Another theme in your book is the importance of trusting others. How can school leaders do that effectively?
One of the first self-help books I read as a young professional was Stephen Covey’s The 7 Habits of Highly Effective People, and I always remember him saying, “Seek first to understand, then to be understood.” In my book, I parallel that statement with this idea: Show trust in others first as a way to build their trust in you. That goes all the way back to the Golden Rule: “Treat people the way that you want to be treated.” If you want to be trusted, then you have to demonstrate trust in others.
So how do we do that? First, we have to show people that we respect their time. School leaders often make the mistake of overcommitting ourselves and others to meetings. But when you allow people the time and space to do their work, you may find that a meeting isn’t even necessary. Having too many long meetings makes your employees wonder whether you trust them to do their jobs. By not dominating their time with meetings and seminars—by allowing them to do their work—you’re demonstrating trust in them.

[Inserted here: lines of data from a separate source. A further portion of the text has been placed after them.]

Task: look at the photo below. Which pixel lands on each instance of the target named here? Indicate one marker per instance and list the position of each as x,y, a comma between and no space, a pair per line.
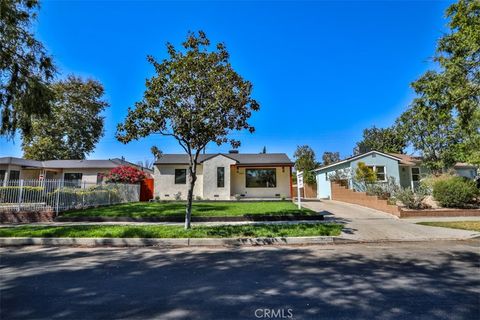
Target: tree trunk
192,177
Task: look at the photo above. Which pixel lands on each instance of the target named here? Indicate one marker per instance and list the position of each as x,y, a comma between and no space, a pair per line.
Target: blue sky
322,71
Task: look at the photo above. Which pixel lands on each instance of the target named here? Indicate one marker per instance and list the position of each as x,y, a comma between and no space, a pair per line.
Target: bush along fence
61,195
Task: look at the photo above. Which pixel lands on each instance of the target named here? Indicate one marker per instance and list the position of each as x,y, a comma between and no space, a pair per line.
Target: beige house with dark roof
223,176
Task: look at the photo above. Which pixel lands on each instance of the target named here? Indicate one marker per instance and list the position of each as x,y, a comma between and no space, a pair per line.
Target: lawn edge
169,242
245,218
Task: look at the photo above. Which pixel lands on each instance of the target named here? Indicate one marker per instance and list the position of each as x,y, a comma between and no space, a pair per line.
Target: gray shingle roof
67,164
241,158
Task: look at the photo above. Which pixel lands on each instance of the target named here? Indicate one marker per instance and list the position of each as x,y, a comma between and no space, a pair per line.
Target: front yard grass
199,209
162,231
467,225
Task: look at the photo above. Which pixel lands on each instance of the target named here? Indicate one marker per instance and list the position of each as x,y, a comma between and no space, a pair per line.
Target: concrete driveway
364,224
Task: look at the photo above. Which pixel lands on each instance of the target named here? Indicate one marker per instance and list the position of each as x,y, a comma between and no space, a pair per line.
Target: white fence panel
61,195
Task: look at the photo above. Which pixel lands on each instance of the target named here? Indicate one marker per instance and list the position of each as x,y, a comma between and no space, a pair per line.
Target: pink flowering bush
125,174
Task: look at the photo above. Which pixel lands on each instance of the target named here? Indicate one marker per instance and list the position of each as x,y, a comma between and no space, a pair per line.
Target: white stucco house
223,176
406,170
82,171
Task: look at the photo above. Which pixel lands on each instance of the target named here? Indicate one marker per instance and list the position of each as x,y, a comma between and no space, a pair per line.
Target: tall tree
75,124
305,161
330,157
448,99
381,139
433,132
25,68
195,97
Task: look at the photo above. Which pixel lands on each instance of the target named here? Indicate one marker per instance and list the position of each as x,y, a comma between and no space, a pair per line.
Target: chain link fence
61,195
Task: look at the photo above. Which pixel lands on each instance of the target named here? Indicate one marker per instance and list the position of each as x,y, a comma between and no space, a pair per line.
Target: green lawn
200,209
162,231
467,225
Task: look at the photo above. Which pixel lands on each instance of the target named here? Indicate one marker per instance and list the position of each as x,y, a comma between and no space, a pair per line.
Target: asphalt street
409,280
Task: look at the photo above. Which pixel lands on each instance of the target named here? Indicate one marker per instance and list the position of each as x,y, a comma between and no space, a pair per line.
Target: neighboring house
223,176
406,170
82,171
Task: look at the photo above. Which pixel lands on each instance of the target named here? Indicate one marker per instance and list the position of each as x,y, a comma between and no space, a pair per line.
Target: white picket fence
61,195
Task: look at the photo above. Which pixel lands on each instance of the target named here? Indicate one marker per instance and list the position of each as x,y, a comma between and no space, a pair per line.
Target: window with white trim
380,172
415,174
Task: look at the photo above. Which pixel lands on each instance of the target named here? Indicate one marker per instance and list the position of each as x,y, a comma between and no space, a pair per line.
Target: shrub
125,174
455,192
412,199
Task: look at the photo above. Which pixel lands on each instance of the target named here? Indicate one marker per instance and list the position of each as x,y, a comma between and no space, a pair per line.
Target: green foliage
25,68
199,209
225,231
75,124
443,122
330,157
364,174
412,199
381,139
197,98
305,161
456,192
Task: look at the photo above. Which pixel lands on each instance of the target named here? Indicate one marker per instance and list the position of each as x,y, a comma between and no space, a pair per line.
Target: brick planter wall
341,193
26,217
408,213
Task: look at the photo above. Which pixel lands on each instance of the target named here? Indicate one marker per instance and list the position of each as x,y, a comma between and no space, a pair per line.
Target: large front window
261,178
380,172
74,179
180,176
220,177
416,174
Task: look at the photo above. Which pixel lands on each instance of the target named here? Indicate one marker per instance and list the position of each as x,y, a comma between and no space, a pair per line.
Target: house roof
403,159
358,156
465,165
68,164
240,158
407,159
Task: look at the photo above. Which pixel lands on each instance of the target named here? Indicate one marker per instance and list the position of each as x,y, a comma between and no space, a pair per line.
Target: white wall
210,189
164,182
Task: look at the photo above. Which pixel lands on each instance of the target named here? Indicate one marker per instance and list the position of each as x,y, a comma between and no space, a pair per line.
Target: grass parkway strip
129,231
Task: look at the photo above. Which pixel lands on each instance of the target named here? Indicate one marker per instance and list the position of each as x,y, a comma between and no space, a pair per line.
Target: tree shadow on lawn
231,284
175,209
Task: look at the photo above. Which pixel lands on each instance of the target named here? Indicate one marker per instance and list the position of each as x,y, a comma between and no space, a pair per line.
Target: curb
244,218
169,242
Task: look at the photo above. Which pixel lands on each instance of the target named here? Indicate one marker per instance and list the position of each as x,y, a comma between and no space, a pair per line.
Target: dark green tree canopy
443,121
195,97
74,126
305,160
25,68
381,139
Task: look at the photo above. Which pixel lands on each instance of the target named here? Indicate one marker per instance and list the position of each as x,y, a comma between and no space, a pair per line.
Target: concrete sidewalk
364,224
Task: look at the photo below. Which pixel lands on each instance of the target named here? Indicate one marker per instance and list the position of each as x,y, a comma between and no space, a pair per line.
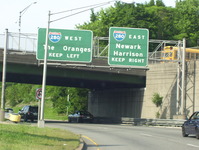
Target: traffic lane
119,137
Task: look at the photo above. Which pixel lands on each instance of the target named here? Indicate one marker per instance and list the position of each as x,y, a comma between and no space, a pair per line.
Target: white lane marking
193,145
146,134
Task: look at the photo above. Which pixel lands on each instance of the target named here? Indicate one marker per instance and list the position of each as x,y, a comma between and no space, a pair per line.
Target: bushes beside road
15,136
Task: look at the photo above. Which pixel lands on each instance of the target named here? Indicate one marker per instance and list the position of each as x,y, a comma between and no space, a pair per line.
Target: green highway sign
66,45
128,46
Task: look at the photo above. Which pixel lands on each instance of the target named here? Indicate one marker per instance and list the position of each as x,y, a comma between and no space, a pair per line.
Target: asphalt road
127,137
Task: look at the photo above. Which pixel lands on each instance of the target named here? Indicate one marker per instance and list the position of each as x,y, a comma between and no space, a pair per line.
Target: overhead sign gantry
128,46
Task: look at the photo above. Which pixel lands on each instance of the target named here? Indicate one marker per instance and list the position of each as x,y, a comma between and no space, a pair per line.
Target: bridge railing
23,42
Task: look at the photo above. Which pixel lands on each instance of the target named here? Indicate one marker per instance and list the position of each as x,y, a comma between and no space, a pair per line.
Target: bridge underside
32,74
24,68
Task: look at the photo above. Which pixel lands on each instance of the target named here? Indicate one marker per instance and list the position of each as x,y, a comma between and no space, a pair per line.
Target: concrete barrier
153,122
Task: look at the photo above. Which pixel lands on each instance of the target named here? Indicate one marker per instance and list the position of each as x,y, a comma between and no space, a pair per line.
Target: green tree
187,21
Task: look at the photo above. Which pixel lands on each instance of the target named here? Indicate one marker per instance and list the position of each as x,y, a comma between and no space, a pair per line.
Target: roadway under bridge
23,67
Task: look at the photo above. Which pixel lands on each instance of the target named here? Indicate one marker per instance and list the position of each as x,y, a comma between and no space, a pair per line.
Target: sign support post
41,122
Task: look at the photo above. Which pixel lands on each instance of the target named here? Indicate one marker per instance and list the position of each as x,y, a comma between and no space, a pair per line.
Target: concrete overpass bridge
25,68
115,92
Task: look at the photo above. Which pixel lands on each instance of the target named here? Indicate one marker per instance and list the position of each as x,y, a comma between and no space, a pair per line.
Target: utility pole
2,114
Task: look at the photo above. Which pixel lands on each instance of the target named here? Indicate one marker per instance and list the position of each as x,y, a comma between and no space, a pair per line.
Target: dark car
80,116
29,113
191,126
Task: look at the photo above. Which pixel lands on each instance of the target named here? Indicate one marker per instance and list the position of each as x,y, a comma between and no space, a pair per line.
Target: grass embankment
13,137
49,111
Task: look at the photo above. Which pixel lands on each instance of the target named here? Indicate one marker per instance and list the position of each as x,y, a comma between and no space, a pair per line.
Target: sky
35,16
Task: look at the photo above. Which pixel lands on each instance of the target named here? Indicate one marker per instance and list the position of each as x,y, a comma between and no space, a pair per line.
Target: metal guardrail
153,122
28,41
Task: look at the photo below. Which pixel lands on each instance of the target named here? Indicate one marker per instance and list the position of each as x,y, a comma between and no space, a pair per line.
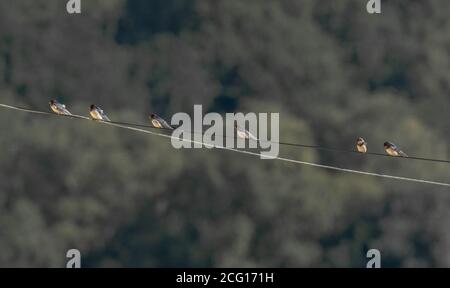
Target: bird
59,108
361,145
98,114
393,150
158,122
243,133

And that trust is essential. If you don’t trust your staff to do their jobs, you’re going to be following buses around, making sure the drivers are stopping where they’re supposed to. You can’t do that. So start from a position of trust.
How can schools build collaboration with other parts of their communities?
We talked about respect earlier—well, that involves providing opportunities for input and really listening to people. For example, during the pandemic, we revamped our five-year strategic plan. To make sure the community was involved, we conducted surveys and gave them opportunities to provide their input digitally as well as in person. We also invited them to be members of the strategic planning team itself.
Another example: We just started a pre-K program, and we actually invited private pre-K providers in the community to be part of that planning process. That not only gave us access to their expertise, but also helped us communicate to them that we weren’t necessarily their competition; the families we’d be serving were less likely to have the resources or the inclination to choose a private program.
As a school leader, I can’t just tell my staff and community, “This is my vision for the school district.” We have to develop a vision together. Now, as we move forward with that strategic plan, every single person in the district will be able to think about how their work furthers our mission—because they were part of developing it.